La Chine s’enfonce-t-elle dans une spirale d’endettement et de déflation ?
L'affaiblissement de la demande intérieure chinoise suscite depuis quelques semaines des inquiétudes, et les dernières données publiées n'ont certainement pas apaisé les craintes concernant la santé de son économie. L'effondrement apparent de la demande intérieure s'est traduit par des importations beaucoup plus faibles que prévu en juillet, tandis que l'économie a sombré dans la déflation le mois dernier, les prix à la consommation ayant chuté de 0,3 % comparé à la même période l’an passé (en glissement annuel).
Les craintes de voir la Chine s’enfoncer dans une spirale dette/déflation semblent donc se confirmer. Le terrain y est favorable : la Chine est une économie où l'offre est excédentaire, tandis que la demande est plus faible que prévue en dépit de l’arrêt de la politique "zéro-covid". Elle est par ailleurs très endettée.
La réduction drastique des achats spéculatifs de biens immobiliers au cours des dernières années a coupé une source clé de la demande de l'économie chinoise. En effet, les données de juillet sur le crédit ont de nouveau montré que, les achats de logements restant très faibles, la demande de crédit de la part des ménages est faible. L’épargne abondante accumulée par les ménages n’a donc pas encore réussi à pénétrer dans l'économie réelle.
Peut-on pour autant parler de « japonisation » de l’économie chinoise ? Il est clair qu'il existe des parallèles, compte tenu de l'importance des capitaux exposés à un marché de l’immobilier surabondant et onéreux. Cependant, il subsiste des raisons de penser que le mois de juillet ne marque pas le début d'une dépression sur le long terme.

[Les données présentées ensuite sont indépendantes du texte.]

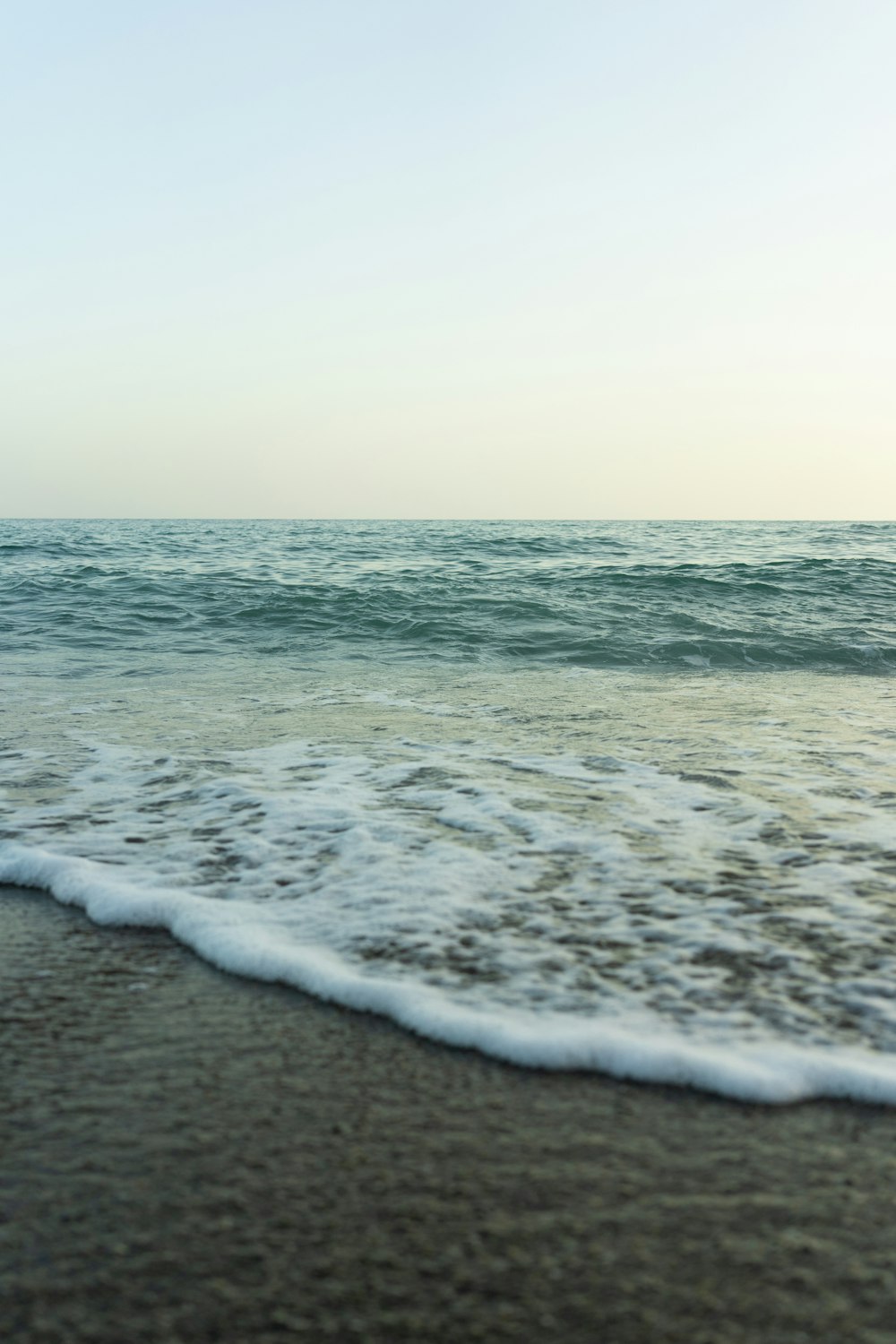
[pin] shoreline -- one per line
(188, 1156)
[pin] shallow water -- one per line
(616, 796)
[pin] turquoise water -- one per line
(591, 594)
(581, 795)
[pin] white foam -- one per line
(239, 937)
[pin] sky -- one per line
(440, 258)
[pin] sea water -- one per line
(613, 796)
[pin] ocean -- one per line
(581, 796)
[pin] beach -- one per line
(188, 1156)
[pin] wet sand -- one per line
(185, 1156)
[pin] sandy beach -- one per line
(187, 1156)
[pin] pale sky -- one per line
(441, 258)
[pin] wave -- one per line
(678, 599)
(238, 938)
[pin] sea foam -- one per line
(239, 940)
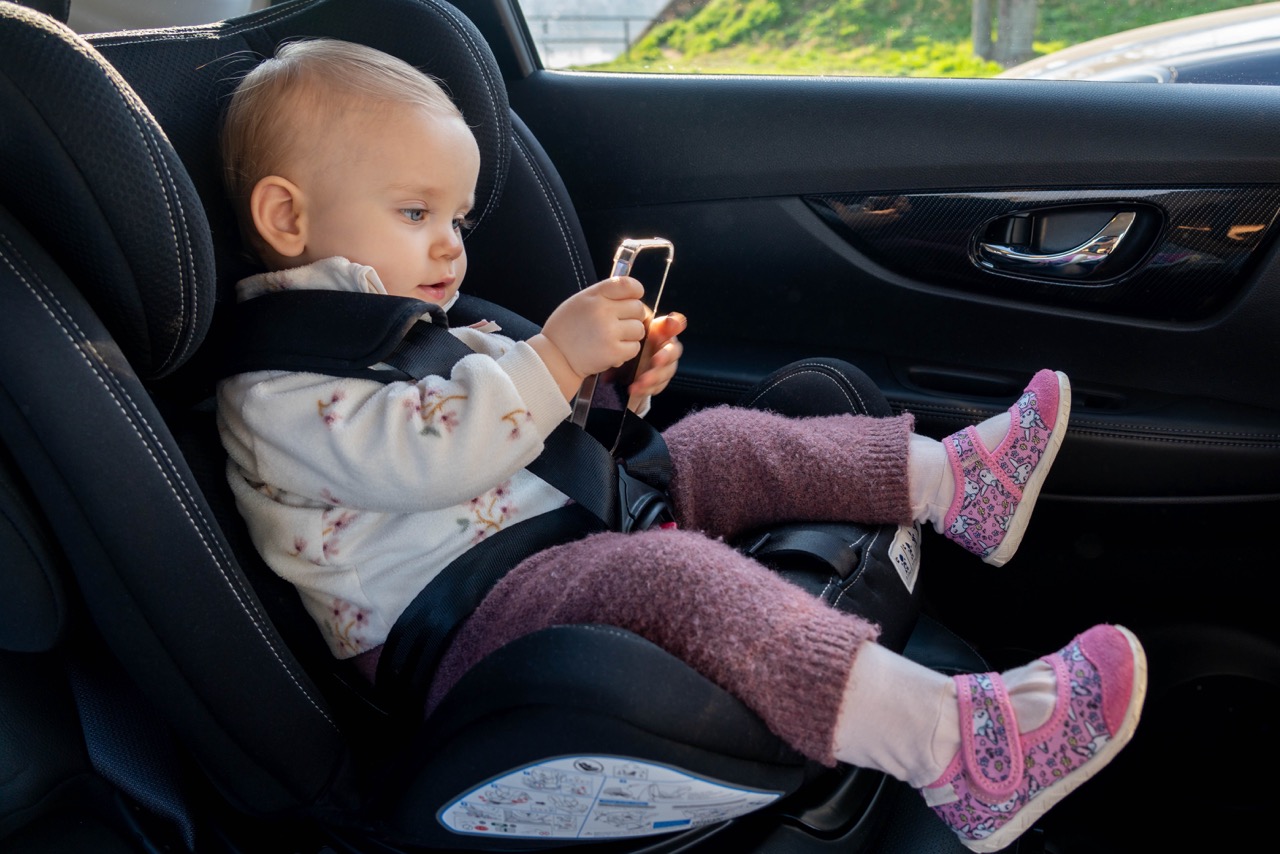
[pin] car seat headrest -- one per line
(186, 76)
(95, 181)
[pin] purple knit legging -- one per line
(782, 652)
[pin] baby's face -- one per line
(394, 196)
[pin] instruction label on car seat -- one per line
(597, 798)
(905, 553)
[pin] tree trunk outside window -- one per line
(1015, 28)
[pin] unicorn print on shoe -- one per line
(1002, 780)
(997, 489)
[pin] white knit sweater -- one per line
(359, 492)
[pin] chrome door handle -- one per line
(1074, 263)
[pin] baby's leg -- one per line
(978, 487)
(782, 652)
(737, 469)
(993, 752)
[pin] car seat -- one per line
(204, 699)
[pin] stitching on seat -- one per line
(561, 219)
(187, 278)
(62, 316)
(133, 108)
(822, 370)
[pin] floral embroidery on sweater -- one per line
(489, 512)
(516, 418)
(347, 625)
(334, 520)
(329, 410)
(432, 406)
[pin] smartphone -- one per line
(627, 261)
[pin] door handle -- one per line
(1074, 263)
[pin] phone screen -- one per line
(648, 261)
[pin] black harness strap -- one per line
(387, 339)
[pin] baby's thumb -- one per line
(668, 325)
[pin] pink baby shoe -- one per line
(996, 491)
(1001, 781)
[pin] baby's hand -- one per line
(599, 327)
(666, 350)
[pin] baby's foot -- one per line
(1001, 781)
(996, 489)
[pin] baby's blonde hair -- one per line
(310, 85)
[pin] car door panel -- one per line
(749, 177)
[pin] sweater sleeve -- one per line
(397, 447)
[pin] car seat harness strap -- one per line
(400, 338)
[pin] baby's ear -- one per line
(275, 206)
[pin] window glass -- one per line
(1139, 40)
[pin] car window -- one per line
(1144, 40)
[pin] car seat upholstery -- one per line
(115, 523)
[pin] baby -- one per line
(352, 170)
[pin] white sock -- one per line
(931, 483)
(903, 718)
(897, 717)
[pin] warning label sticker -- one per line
(597, 798)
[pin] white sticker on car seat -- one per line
(905, 553)
(597, 798)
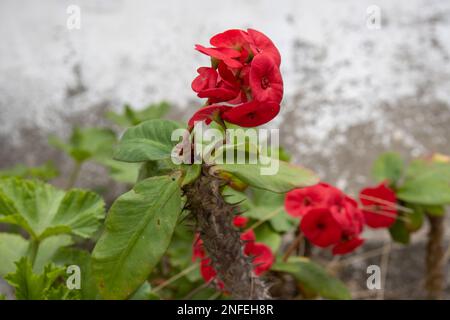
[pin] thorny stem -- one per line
(434, 281)
(221, 239)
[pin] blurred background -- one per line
(356, 83)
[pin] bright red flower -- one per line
(252, 114)
(320, 227)
(349, 216)
(233, 38)
(244, 74)
(260, 43)
(265, 79)
(347, 246)
(218, 94)
(379, 206)
(248, 237)
(207, 114)
(299, 201)
(206, 79)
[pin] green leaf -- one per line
(150, 140)
(43, 211)
(139, 227)
(287, 178)
(314, 278)
(72, 256)
(426, 183)
(150, 169)
(87, 143)
(131, 117)
(48, 248)
(192, 172)
(399, 232)
(144, 293)
(263, 205)
(31, 286)
(268, 236)
(12, 248)
(388, 166)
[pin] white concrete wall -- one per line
(338, 73)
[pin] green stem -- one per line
(74, 175)
(33, 250)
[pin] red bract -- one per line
(252, 114)
(329, 216)
(244, 74)
(265, 79)
(348, 215)
(379, 206)
(320, 227)
(206, 79)
(299, 201)
(207, 114)
(233, 38)
(224, 54)
(260, 43)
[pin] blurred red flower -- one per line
(379, 205)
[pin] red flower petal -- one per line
(379, 203)
(252, 114)
(260, 43)
(207, 78)
(321, 228)
(227, 76)
(299, 201)
(347, 246)
(265, 79)
(224, 54)
(207, 114)
(233, 38)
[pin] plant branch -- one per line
(221, 239)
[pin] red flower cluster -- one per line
(329, 217)
(379, 206)
(244, 84)
(263, 257)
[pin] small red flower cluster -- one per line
(244, 85)
(379, 205)
(332, 218)
(261, 254)
(329, 217)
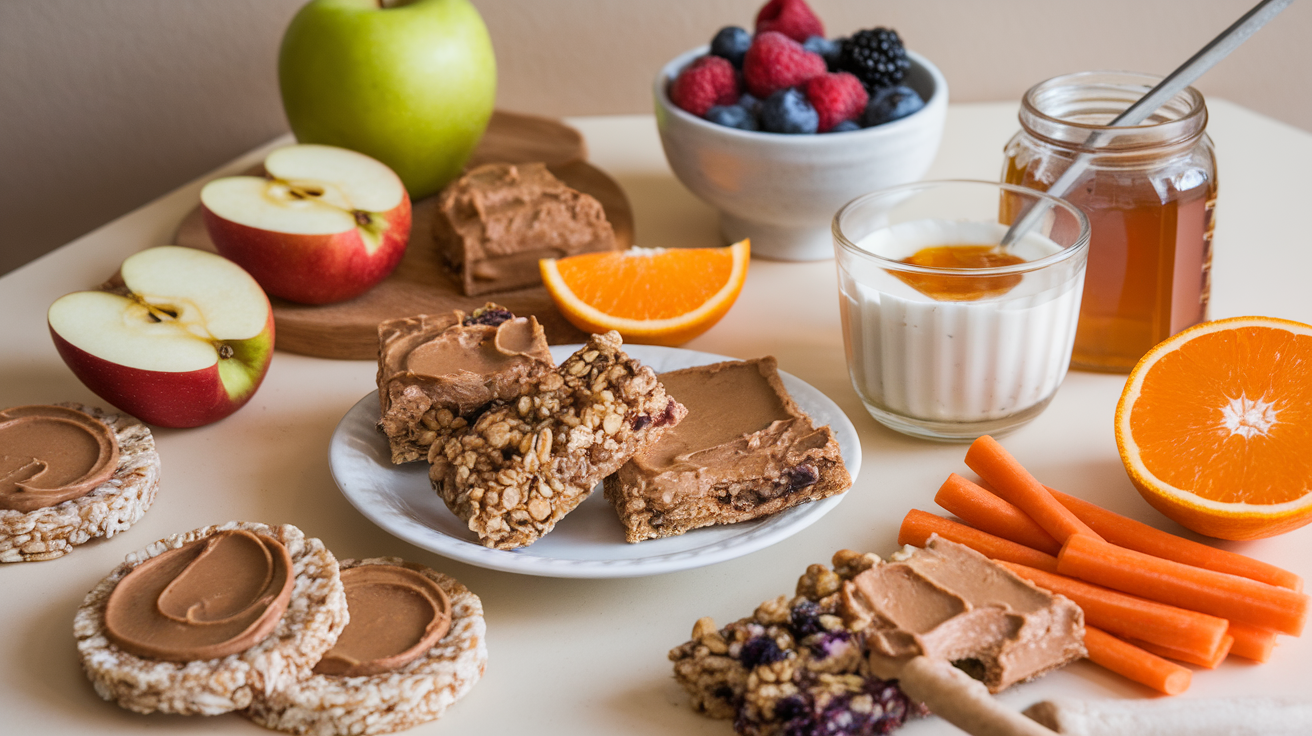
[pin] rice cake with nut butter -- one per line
(70, 474)
(745, 450)
(200, 622)
(415, 644)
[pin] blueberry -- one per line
(732, 116)
(491, 318)
(806, 619)
(829, 643)
(828, 50)
(890, 104)
(800, 476)
(787, 110)
(731, 42)
(762, 650)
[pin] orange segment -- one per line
(1215, 427)
(654, 295)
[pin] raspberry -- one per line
(776, 62)
(705, 83)
(836, 97)
(790, 17)
(877, 57)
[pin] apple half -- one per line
(324, 224)
(184, 343)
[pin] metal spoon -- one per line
(1177, 80)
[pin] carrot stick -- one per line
(1250, 642)
(1218, 593)
(1210, 663)
(1131, 661)
(1194, 634)
(1136, 535)
(1013, 483)
(982, 509)
(919, 525)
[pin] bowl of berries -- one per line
(779, 127)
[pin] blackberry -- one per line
(827, 49)
(731, 42)
(877, 57)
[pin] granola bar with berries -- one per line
(525, 463)
(794, 665)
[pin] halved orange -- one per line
(1215, 427)
(652, 295)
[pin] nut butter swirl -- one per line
(396, 614)
(51, 454)
(209, 598)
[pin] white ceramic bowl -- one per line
(782, 190)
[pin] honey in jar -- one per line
(1148, 192)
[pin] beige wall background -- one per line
(108, 104)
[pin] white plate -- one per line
(591, 541)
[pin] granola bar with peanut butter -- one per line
(795, 665)
(525, 463)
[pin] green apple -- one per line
(411, 84)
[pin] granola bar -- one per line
(745, 451)
(436, 370)
(528, 462)
(795, 665)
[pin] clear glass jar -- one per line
(1148, 190)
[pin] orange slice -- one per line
(652, 295)
(1215, 427)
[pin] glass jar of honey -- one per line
(1148, 192)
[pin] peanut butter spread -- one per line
(51, 454)
(396, 614)
(947, 601)
(455, 362)
(499, 219)
(209, 598)
(740, 424)
(475, 352)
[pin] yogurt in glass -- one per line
(954, 352)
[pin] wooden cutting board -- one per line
(421, 284)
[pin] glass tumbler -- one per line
(947, 333)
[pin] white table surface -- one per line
(589, 656)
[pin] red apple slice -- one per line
(326, 224)
(188, 344)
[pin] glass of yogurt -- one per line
(949, 333)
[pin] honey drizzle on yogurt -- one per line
(955, 287)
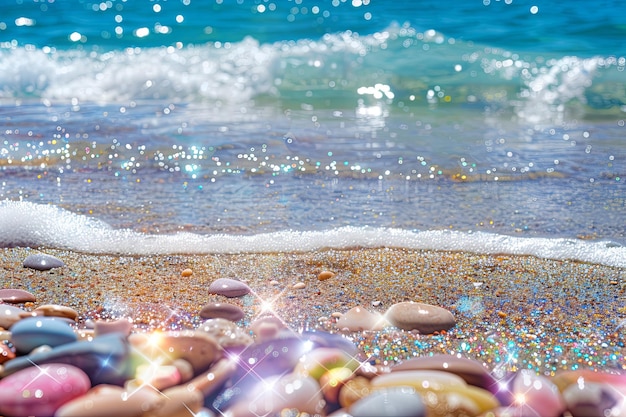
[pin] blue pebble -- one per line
(393, 402)
(32, 332)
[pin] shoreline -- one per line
(512, 312)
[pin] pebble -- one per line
(29, 333)
(109, 400)
(318, 361)
(104, 359)
(7, 351)
(226, 333)
(593, 399)
(359, 318)
(222, 310)
(267, 327)
(471, 371)
(443, 392)
(196, 347)
(324, 275)
(536, 395)
(333, 381)
(270, 397)
(229, 287)
(42, 262)
(55, 310)
(9, 315)
(16, 296)
(424, 318)
(396, 402)
(122, 326)
(40, 391)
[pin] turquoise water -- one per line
(249, 118)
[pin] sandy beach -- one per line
(512, 312)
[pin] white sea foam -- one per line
(36, 225)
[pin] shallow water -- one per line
(168, 117)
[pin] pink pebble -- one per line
(228, 287)
(16, 296)
(536, 395)
(41, 390)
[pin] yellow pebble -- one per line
(324, 275)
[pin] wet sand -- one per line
(512, 312)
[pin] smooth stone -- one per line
(16, 296)
(290, 391)
(332, 381)
(325, 275)
(7, 351)
(214, 378)
(29, 333)
(470, 370)
(180, 401)
(122, 326)
(229, 287)
(104, 359)
(85, 334)
(196, 347)
(55, 310)
(109, 400)
(358, 318)
(9, 315)
(227, 333)
(591, 399)
(40, 391)
(536, 395)
(393, 402)
(424, 318)
(267, 327)
(158, 376)
(222, 310)
(318, 361)
(353, 390)
(419, 380)
(564, 379)
(184, 369)
(447, 388)
(42, 262)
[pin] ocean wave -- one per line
(28, 224)
(399, 66)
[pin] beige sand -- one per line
(512, 312)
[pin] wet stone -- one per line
(229, 287)
(40, 391)
(392, 402)
(16, 296)
(55, 310)
(42, 262)
(424, 318)
(7, 351)
(104, 359)
(358, 318)
(9, 315)
(29, 333)
(226, 333)
(222, 310)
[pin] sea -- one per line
(226, 126)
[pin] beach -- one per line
(512, 312)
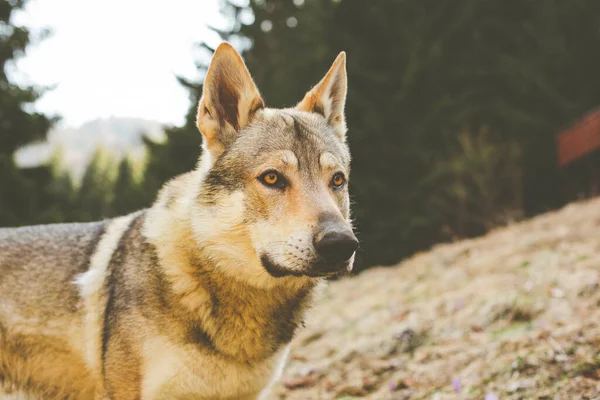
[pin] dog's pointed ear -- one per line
(229, 100)
(328, 97)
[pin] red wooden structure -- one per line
(581, 142)
(580, 139)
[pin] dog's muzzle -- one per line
(335, 246)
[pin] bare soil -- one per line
(511, 315)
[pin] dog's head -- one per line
(273, 198)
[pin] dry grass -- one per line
(514, 314)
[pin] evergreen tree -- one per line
(425, 79)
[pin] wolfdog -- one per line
(199, 296)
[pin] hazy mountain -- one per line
(118, 136)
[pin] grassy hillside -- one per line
(512, 315)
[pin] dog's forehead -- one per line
(307, 135)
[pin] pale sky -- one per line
(116, 57)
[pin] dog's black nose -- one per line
(336, 246)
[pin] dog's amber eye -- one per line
(273, 179)
(338, 181)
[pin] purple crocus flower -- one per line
(456, 385)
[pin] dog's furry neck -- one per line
(229, 316)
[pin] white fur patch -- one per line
(91, 287)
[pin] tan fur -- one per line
(329, 96)
(199, 296)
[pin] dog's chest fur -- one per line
(201, 334)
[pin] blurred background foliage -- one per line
(453, 110)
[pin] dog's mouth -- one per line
(319, 269)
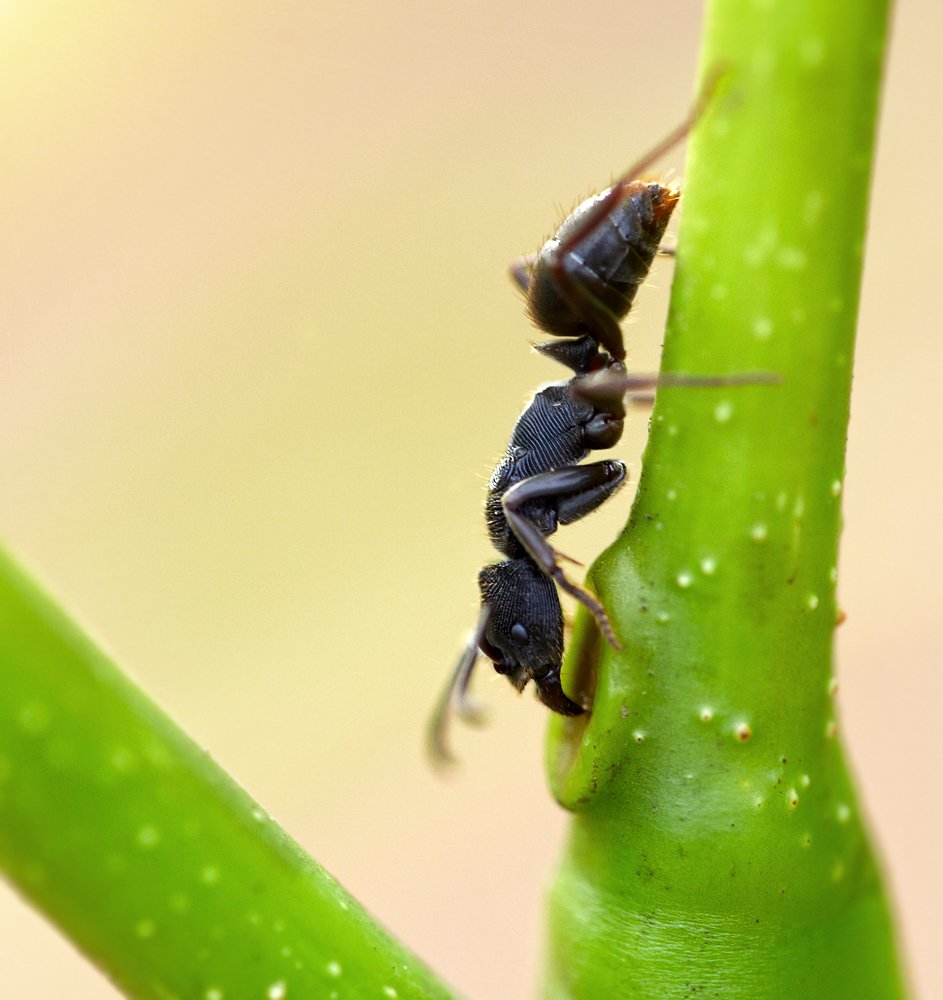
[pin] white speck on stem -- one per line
(762, 327)
(209, 874)
(723, 411)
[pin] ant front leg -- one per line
(572, 492)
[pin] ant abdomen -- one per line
(603, 266)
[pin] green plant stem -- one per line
(717, 847)
(146, 854)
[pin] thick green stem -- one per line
(718, 847)
(144, 852)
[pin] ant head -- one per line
(524, 636)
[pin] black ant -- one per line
(578, 286)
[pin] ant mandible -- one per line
(578, 286)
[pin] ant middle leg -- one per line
(572, 492)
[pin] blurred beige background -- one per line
(258, 352)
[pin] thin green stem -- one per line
(146, 854)
(717, 847)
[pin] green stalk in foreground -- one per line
(717, 847)
(146, 854)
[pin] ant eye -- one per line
(519, 633)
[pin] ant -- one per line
(578, 287)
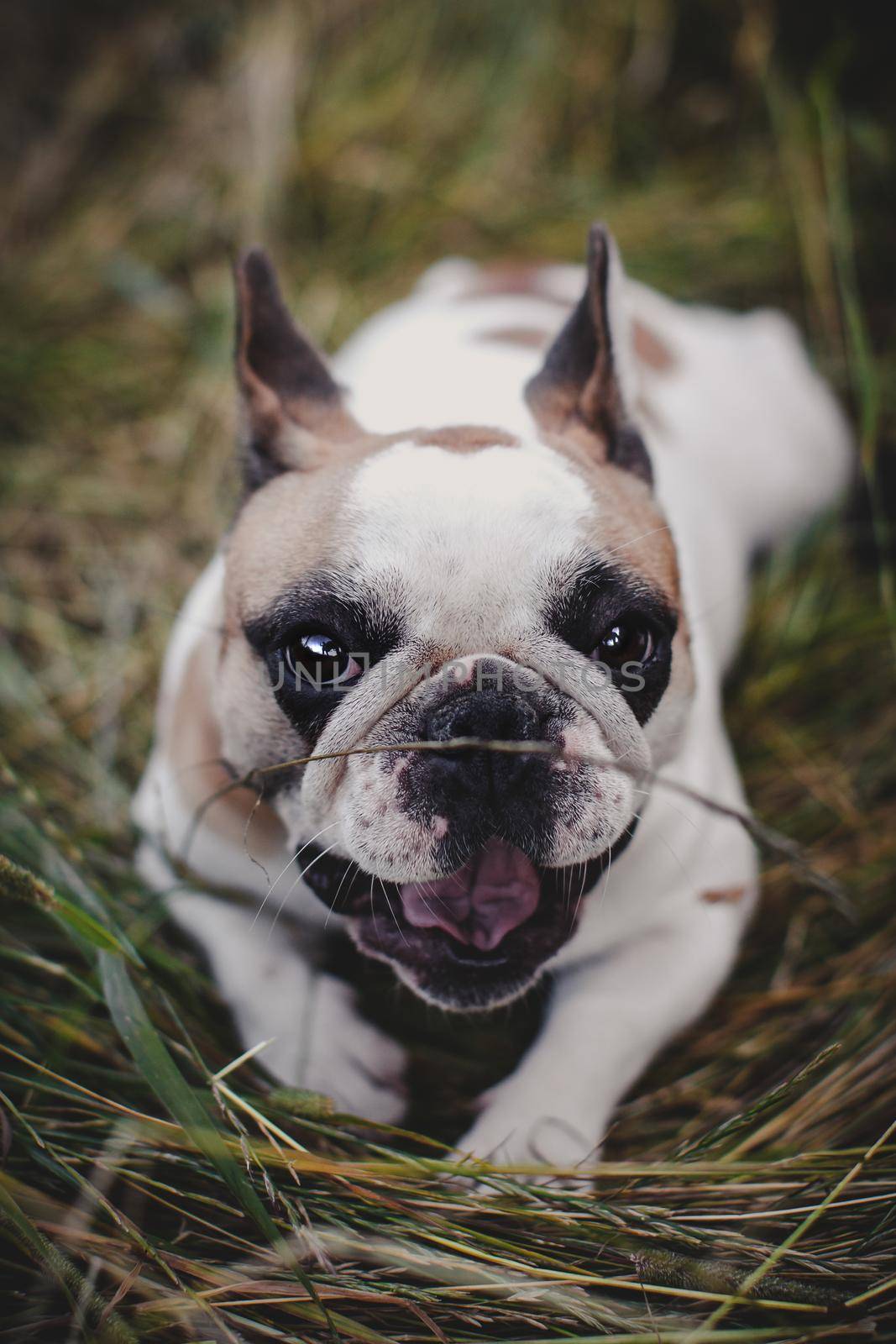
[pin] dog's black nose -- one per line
(490, 716)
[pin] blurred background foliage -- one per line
(743, 155)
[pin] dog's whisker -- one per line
(335, 900)
(391, 911)
(288, 866)
(308, 869)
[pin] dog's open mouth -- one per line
(472, 940)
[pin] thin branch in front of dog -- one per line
(768, 837)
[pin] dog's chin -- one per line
(449, 968)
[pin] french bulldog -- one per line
(526, 531)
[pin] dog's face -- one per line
(441, 585)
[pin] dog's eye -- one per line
(318, 662)
(627, 640)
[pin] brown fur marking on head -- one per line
(725, 897)
(463, 438)
(510, 279)
(652, 351)
(192, 741)
(530, 338)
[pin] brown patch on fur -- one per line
(652, 351)
(511, 279)
(191, 738)
(631, 531)
(531, 338)
(725, 897)
(463, 438)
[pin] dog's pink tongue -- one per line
(484, 900)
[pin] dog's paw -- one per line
(520, 1126)
(356, 1065)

Tout d'abord, il n'est pas évident que l'effondrement des importations chinoises en juillet soit entièrement dû à la faiblesse de la demande intérieure. Une partie de cet effondrement est due au faible niveau des achats de biens intermédiaires de haute technologie, tels que les semi-conducteurs. L'interdiction par les États-Unis d'exporter ce type de technologies vers la Chine pourrait expliquer en partie cette situation. Mais cette baisse des importations peut également s’expliquer par le ralentissement cyclique de l’industrie à l’échelle mondiale. Cette situation pourrait bientôt commencer à s'inverser, certains indicateurs avancés suggérant que l'indice PMI manufacturier mondial repassera au-dessus de 50 d'ici le quatrième trimestre de cette année.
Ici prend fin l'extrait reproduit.